Und dann kommt da so ein Volksentscheid. Der ist nicht innerhalb der Politik, der kommt von draußen. Der liegt quer zu allen Regeln. Er dreht den Spieß um: Er will die Politik verändern.

Und dabei kann er zerstörerische Kraft entwickeln, wie das Brexit-Referendum gezeigt hat. Aber warum sind diese Fälle so problematisch? Weil man mit ihnen nicht umgehen kann.

Der politische Betrieb arbeitet nach Regeln. Die offensichtlichste ist das Recht: Politik muss legal handeln. Auch kann sie nicht unendlich Geld ausgeben. Und sie kann nicht langfristig kontrafaktisch arbeiten, sonst kommt die Peitsche der Resonanz aus ihrer Umwelt zu tragen. Eine Politik, die in sich zwar operativ, aber in ihrer Wirkung zerstörerisch ist, kriegt irgendwann die Quittung.

Aber diese Verantwortlichkeit hat der Volksentscheid nicht. Oder anders ausgedrückt: Er kann enthemmt fordern und beschließen, was er will.

Enthemmt von den Regeln der Ministerialbürokratie und der Rechnungshöfe kommen Fragestellungen und Beschlüsse zustande, mit denen keiner etwas anfangen kann. Entweder sprengt es dann den Laden – siehe David Camerons fatale Idee des Brexit-Referendums – oder es passiert gar nichts: Der Berliner Volksentscheid zur Enteignung großer Wohnungskonzerne vom Herbst 2021 wabert in Arbeitsgruppen vor sich hin und überschattet trotzdem alle anderen notwendigen wohnungspolitischen Maßnahmen.

Der Klimaentscheid war da sehr klar: „Der Politik Ziele setzen“ war einer ihrer zentralen Kampagnen-Slogans. Aber für viele Berliner*innen schien unklar, was das in der Praxis bedeuten sollte, genauso wie für die Politik. Und so hielten sich die Parteien raus, nur die Jusos und die Grüne Jugend riefen zur Unterstützung auf. Und die Berliner*innen blieben auf Distanz. Man kann diese Strategie wohl „Versandung“ nennen – und sie ging auf.

Dabei kann ein Volksentscheid ein wichtiges Korrektiv darstellen. Er kann strittige Fragen befrieden und politische Blockaden auflösen – wenn er denn richtig gemacht wird.

Entscheidend dafür ist, die Anschlussfähigkeit an den Beschluss aufrecht zu erhalten. Der Volksentscheid ist nur ein momentaner Eingriff in den Betrieb. Am Ende soll die Politik ja wieder übernehmen.

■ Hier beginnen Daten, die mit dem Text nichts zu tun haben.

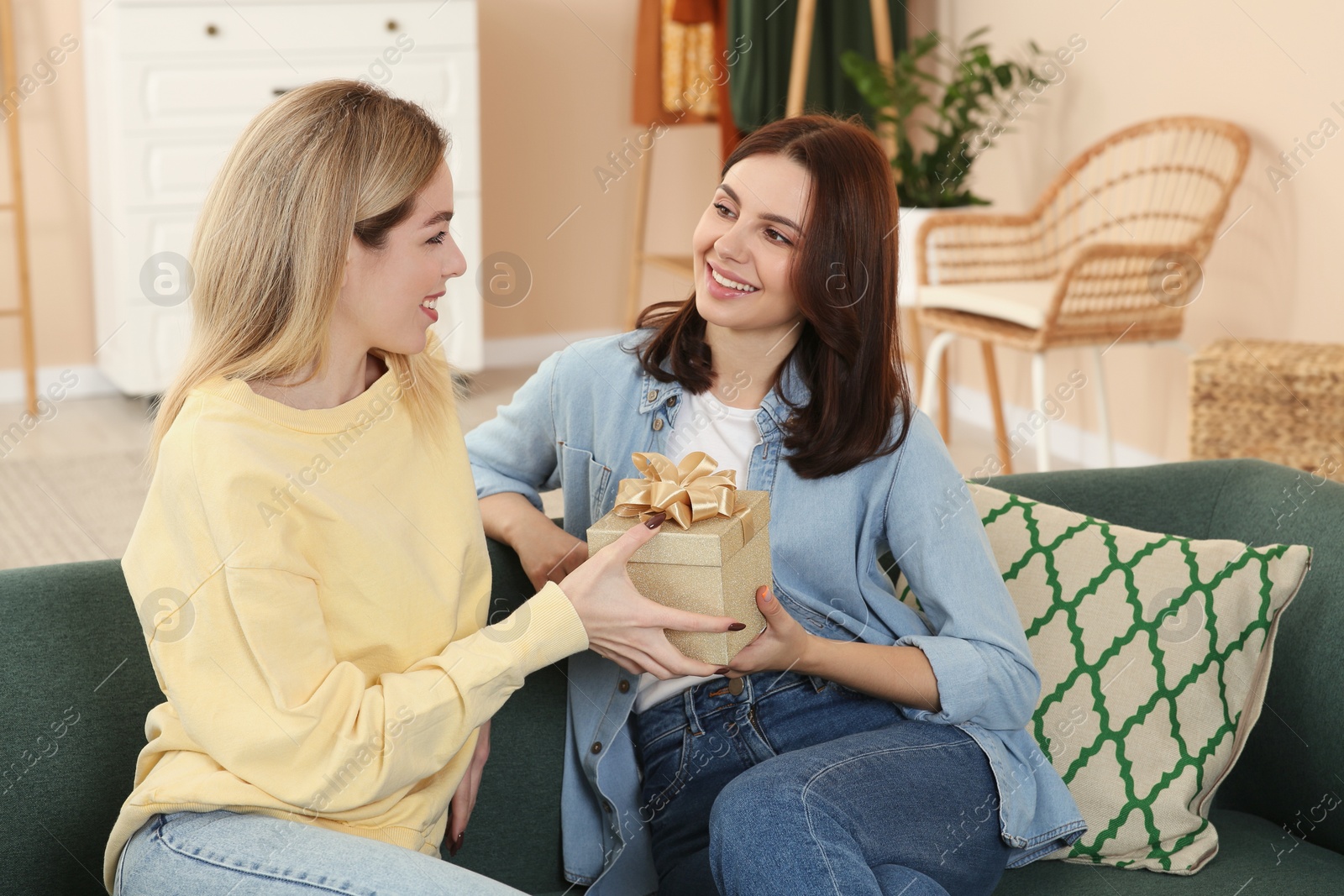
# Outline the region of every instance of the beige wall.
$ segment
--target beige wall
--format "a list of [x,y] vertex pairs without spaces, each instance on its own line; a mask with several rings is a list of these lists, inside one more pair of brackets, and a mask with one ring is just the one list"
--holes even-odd
[[[609,167],[606,154],[644,130],[629,113],[634,7],[610,0],[478,4],[482,251],[511,251],[534,274],[526,302],[485,306],[488,340],[621,325],[636,172],[603,191],[593,169]],[[15,17],[20,74],[62,35],[81,38],[78,0],[17,0]],[[83,62],[81,51],[71,54],[55,81],[20,107],[42,365],[90,364],[95,348],[89,228],[109,224],[83,197]],[[652,249],[689,246],[718,173],[715,148],[708,125],[679,128],[657,141]],[[688,191],[688,183],[699,189]],[[8,181],[0,191],[8,193]],[[0,215],[0,301],[7,304],[17,294],[12,234],[9,216]],[[672,298],[684,290],[675,278],[650,273],[646,294]],[[17,326],[0,318],[0,371],[17,365]]]
[[[89,192],[83,125],[83,36],[78,0],[17,0],[13,4],[17,75],[32,75],[63,35],[81,48],[52,66],[55,79],[39,86],[19,111],[23,180],[28,204],[30,263],[36,318],[38,363],[93,361],[93,296],[89,262],[90,218],[108,222],[81,193]],[[58,54],[59,58],[59,54]],[[40,74],[40,73],[39,73]],[[50,78],[50,75],[48,75]],[[38,81],[36,78],[34,78]],[[0,125],[7,130],[8,125]],[[0,146],[0,195],[9,199],[9,136]],[[0,212],[0,304],[17,304],[13,216]],[[0,369],[17,368],[17,318],[0,318]]]
[[[19,67],[32,64],[66,32],[79,36],[77,0],[19,0]],[[593,169],[642,128],[629,117],[634,3],[488,0],[480,4],[484,253],[512,251],[532,269],[531,297],[485,309],[487,339],[554,336],[621,325],[634,181],[603,191]],[[1107,9],[1109,8],[1109,9]],[[914,31],[934,26],[930,4],[911,4]],[[1169,113],[1224,117],[1247,129],[1254,154],[1231,215],[1250,208],[1206,265],[1206,285],[1188,310],[1187,341],[1228,333],[1344,341],[1340,253],[1344,224],[1344,133],[1278,191],[1265,169],[1321,120],[1344,126],[1344,59],[1331,40],[1344,32],[1344,7],[1324,0],[1238,4],[1200,0],[957,0],[957,34],[992,26],[995,46],[1031,38],[1046,48],[1078,34],[1087,48],[1060,85],[1016,121],[974,172],[977,192],[1005,211],[1025,210],[1067,160],[1099,137]],[[93,357],[89,228],[106,226],[87,192],[81,52],[23,106],[38,348],[42,364]],[[684,126],[655,149],[649,247],[684,251],[708,200],[719,160],[711,126]],[[1048,150],[1048,153],[1046,152]],[[648,157],[641,160],[646,163]],[[573,218],[555,231],[556,226]],[[1228,222],[1230,223],[1230,222]],[[555,231],[555,232],[552,232]],[[11,230],[0,219],[0,296],[12,298]],[[644,300],[676,298],[685,286],[649,271]],[[0,368],[17,364],[13,325],[0,322]],[[978,352],[954,349],[954,382],[982,388]],[[1050,382],[1083,371],[1079,352],[1050,360]],[[1106,355],[1117,437],[1150,455],[1185,457],[1185,365],[1172,349],[1118,345]],[[1024,357],[1000,355],[1009,403],[1030,404]],[[1087,402],[1070,423],[1095,430]]]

Also muss ihr das auch ermöglicht werden. 

Es bietet sich dafür an, auf Bündnisse zu setzen. Wenn der Volksgesetzgebungsprozess nämlich frühzeitig nicht nur ein Bündnis der Überzeugten, sondern bis weit über seine Initiator*innen hinaus um die Formulierung ringt, entsteht eine gute Vorlage. Das bietet sich vor allem dann an, wenn die Politik blockiert ist, dann greift die Volksgesetzgebung.

Die Frage, wann Klimaneutralität für eine Metropole angestrebt werden soll, ist zu wichtig, um sie mal eben en passant zu beschließen. Man stelle sich vor, die knappe Mehrheit hätte knapp das Quorum überschritten: Der wahrscheinliche schwarz-rote Senat hätte genug Argumente gehabt, um das Anliegen zu verschleppen. Wenn eine Regierung eine Volksinitative tatsächlich umsetzen soll, braucht sie gerade bei weitreichenden Fragen eine breite Unterstützung in der Gesellschaft und konkrete Handlungsoptionen. Und mit einer breiteren Unterstützungsbasis von Anfang an hätte die Initiative auch außerhalb der Innenstadt und der schon Überzeugten Rückhalt gewinnen und insgesamt genug Menschen zur Urne bewegen können.

Diese Chance hat der Volksentscheid zur Klimaneutralität verpasst. Und die Berliner*innen haben zu Recht gesagt: Gebt euch mehr Mühe.

Marcel Rohrlack ist Kommunikationsberater, Grüner und lebt in Berlin. Ist zu jung zu politisch geworden und dann einfach geblieben.